Dow in fresh record territory

Friday, 1 December 2017, 11:20 Last update: about 13 months ago

U.S. stocks posted strong gains on Thursday, advancing into record territory as optimism grew over the prospects for a tax overhaul out of Washington. The Dow Jones Industrial Average rose 1.5%, adding more than 350 points on the day, trading at a record 24,289, a first for the blue-chip index. The S&P 500 rose 30 points, or 1.1%, to 2,656, also hitting a record. The Nasdaq Composite Index rose 62 points, or 0.9%, to 6,886. The day's advance was broad, with all 11 of the primary S&P 500 sectors higher on the day with financials amongst the biggest risers.


Meanwhile, U.K. stocks underperformed the broader European markets as pressure by another strong rally in the pound pushed the London indexes down. Sterling was rising on further signs of a breakthrough in the Brexit negotiations. BAE Systems PLC advanced 1.9% after the defense company said it does not expect new accounting standards to have a material impact on earnings.

Russia-OPEC collaboration

The Organisation of the Petroleum Exporting Countries, led by Russia, agreed on exit from the deal if the market overheats.The producers’ current deal, under which they are cutting supply by about 1.8 million barrels per day in an effort to boost oil prices, expires in March.

With oil prices rising above $60, Russia has expressed concerns that an extension for the whole of 2018 could prompt a spike in crude production in the United States, which is not participating in the deal. Russia, has been pushing for a clear message on how to exit the cuts so the market doesn’t flip into a deficit too soon, prices don’t rally too fast and rival U.S. shale firms don’t boost output further.

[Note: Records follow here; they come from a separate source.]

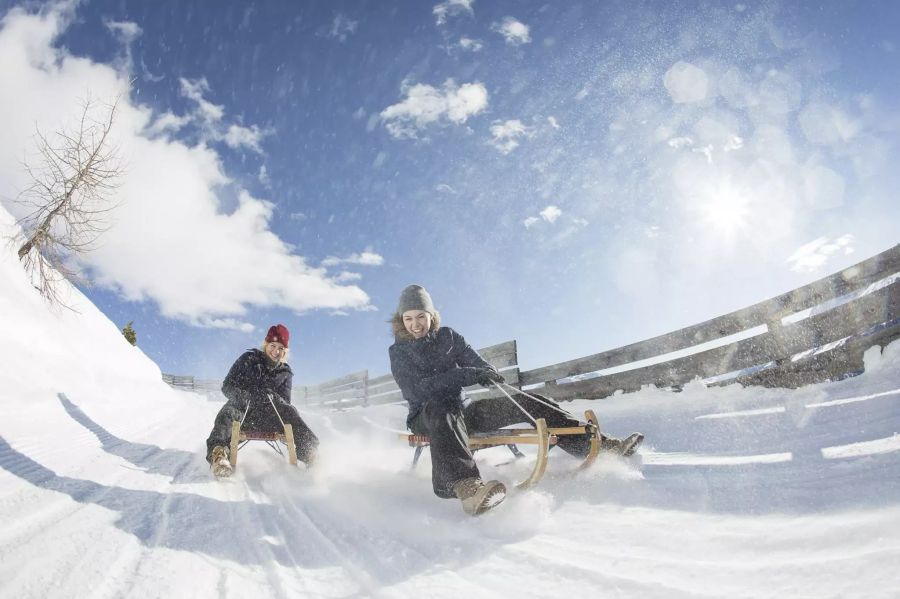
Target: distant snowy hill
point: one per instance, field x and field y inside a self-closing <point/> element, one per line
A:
<point x="104" y="491"/>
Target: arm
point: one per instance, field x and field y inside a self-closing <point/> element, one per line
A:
<point x="241" y="382"/>
<point x="465" y="355"/>
<point x="283" y="386"/>
<point x="418" y="389"/>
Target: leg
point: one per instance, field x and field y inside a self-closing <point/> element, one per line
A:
<point x="221" y="432"/>
<point x="451" y="458"/>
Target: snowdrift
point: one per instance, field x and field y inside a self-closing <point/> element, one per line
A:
<point x="104" y="491"/>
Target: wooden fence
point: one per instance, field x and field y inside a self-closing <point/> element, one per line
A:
<point x="812" y="334"/>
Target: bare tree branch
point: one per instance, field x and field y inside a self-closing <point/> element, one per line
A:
<point x="71" y="190"/>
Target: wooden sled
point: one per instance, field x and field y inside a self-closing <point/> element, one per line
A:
<point x="542" y="436"/>
<point x="239" y="438"/>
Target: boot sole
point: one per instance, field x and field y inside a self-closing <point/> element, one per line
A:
<point x="494" y="498"/>
<point x="631" y="444"/>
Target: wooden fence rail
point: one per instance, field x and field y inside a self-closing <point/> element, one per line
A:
<point x="812" y="334"/>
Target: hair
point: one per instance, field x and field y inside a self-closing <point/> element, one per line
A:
<point x="284" y="354"/>
<point x="400" y="332"/>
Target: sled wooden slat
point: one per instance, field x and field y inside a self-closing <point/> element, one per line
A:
<point x="534" y="439"/>
<point x="542" y="436"/>
<point x="239" y="437"/>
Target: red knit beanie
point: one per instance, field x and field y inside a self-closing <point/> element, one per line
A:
<point x="279" y="333"/>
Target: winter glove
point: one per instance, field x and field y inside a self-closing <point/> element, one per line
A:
<point x="487" y="376"/>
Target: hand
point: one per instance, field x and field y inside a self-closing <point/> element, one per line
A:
<point x="487" y="376"/>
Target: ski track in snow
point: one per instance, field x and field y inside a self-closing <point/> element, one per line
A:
<point x="128" y="508"/>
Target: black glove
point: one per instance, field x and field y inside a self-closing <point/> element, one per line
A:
<point x="487" y="376"/>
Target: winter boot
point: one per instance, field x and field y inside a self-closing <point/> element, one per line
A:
<point x="218" y="460"/>
<point x="478" y="496"/>
<point x="622" y="447"/>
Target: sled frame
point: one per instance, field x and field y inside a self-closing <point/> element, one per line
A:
<point x="541" y="435"/>
<point x="239" y="438"/>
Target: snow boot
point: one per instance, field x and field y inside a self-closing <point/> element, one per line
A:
<point x="624" y="447"/>
<point x="478" y="496"/>
<point x="218" y="460"/>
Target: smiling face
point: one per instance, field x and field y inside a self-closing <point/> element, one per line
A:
<point x="417" y="322"/>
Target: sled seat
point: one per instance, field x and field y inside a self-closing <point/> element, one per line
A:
<point x="240" y="437"/>
<point x="541" y="435"/>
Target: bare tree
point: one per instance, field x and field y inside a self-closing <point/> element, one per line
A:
<point x="71" y="189"/>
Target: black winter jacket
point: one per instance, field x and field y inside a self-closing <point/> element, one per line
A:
<point x="252" y="376"/>
<point x="434" y="368"/>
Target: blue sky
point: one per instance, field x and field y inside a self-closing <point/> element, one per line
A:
<point x="576" y="176"/>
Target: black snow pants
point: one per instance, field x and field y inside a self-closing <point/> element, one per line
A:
<point x="262" y="418"/>
<point x="448" y="427"/>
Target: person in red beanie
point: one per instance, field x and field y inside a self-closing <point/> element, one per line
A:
<point x="257" y="376"/>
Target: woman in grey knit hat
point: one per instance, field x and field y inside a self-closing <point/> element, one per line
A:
<point x="432" y="364"/>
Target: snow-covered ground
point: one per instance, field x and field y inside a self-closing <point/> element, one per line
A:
<point x="104" y="491"/>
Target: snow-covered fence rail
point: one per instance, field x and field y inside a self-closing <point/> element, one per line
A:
<point x="812" y="334"/>
<point x="188" y="383"/>
<point x="358" y="389"/>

Fresh restructuring for RBS

Royal Bank of Scotland takes another step on its road to recovery, as the bank closes its so-called “bad-bank”, which was set up to handle toxic assets stemming from the 2008 financial crisis. RBS's Capital Resolution division, which in its various iterations was created to help keep RBS solvent, was set up after the bank was bailed out by the UK government. The closure of the division draws a line under a massive restructuring at RBS, which has seen its balance sheet reduce from £2.2 trillion in 2008 to £752bn today.

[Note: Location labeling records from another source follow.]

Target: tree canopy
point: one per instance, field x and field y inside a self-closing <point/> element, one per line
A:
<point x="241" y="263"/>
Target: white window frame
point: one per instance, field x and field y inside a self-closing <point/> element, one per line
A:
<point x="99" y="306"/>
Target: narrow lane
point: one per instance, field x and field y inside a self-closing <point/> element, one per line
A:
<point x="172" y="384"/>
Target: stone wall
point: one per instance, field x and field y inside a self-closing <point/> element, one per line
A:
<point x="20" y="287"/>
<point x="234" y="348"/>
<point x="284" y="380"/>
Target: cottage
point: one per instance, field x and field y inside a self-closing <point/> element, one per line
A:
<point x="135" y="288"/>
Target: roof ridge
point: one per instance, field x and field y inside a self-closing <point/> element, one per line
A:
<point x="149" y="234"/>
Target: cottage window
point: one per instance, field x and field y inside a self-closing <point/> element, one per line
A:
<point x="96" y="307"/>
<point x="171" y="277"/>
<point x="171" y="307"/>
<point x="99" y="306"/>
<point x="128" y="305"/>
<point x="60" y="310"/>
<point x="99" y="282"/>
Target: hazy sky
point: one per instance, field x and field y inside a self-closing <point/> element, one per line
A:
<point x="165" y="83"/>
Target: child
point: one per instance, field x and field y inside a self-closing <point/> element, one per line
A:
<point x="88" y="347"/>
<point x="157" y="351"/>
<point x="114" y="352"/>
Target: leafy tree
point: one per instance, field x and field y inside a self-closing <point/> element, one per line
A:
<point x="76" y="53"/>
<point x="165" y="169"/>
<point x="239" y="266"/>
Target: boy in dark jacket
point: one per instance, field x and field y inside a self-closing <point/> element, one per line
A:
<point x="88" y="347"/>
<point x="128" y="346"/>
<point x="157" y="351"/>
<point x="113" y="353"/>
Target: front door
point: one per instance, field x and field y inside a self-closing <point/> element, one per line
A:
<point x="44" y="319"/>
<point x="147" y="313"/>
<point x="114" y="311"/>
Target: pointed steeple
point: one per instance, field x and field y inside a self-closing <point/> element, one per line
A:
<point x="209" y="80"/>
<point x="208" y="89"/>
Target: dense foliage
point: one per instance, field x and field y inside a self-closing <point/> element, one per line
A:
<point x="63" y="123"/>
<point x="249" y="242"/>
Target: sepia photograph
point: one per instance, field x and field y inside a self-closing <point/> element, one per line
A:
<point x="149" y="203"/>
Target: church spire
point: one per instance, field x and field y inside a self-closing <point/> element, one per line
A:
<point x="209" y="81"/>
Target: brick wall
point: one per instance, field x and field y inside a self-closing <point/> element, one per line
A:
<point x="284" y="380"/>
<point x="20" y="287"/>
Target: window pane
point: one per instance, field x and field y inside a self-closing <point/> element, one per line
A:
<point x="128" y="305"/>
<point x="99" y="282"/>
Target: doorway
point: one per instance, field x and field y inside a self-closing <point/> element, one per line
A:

In last week's Budget, the government revived plans to sell down its 72% stake in the bank, aiming to sell £15bn of its shares by 2023. Earlier this week, RBS passed the Bank of England stress test, having failed in 2016. "It has taken nearly 10 years to undo the consequences of the global ambitions pursued by RBS in the run up to the crisis," RBS chief executive Ross McKewan said, adding that it was an "unprecedented" achievement.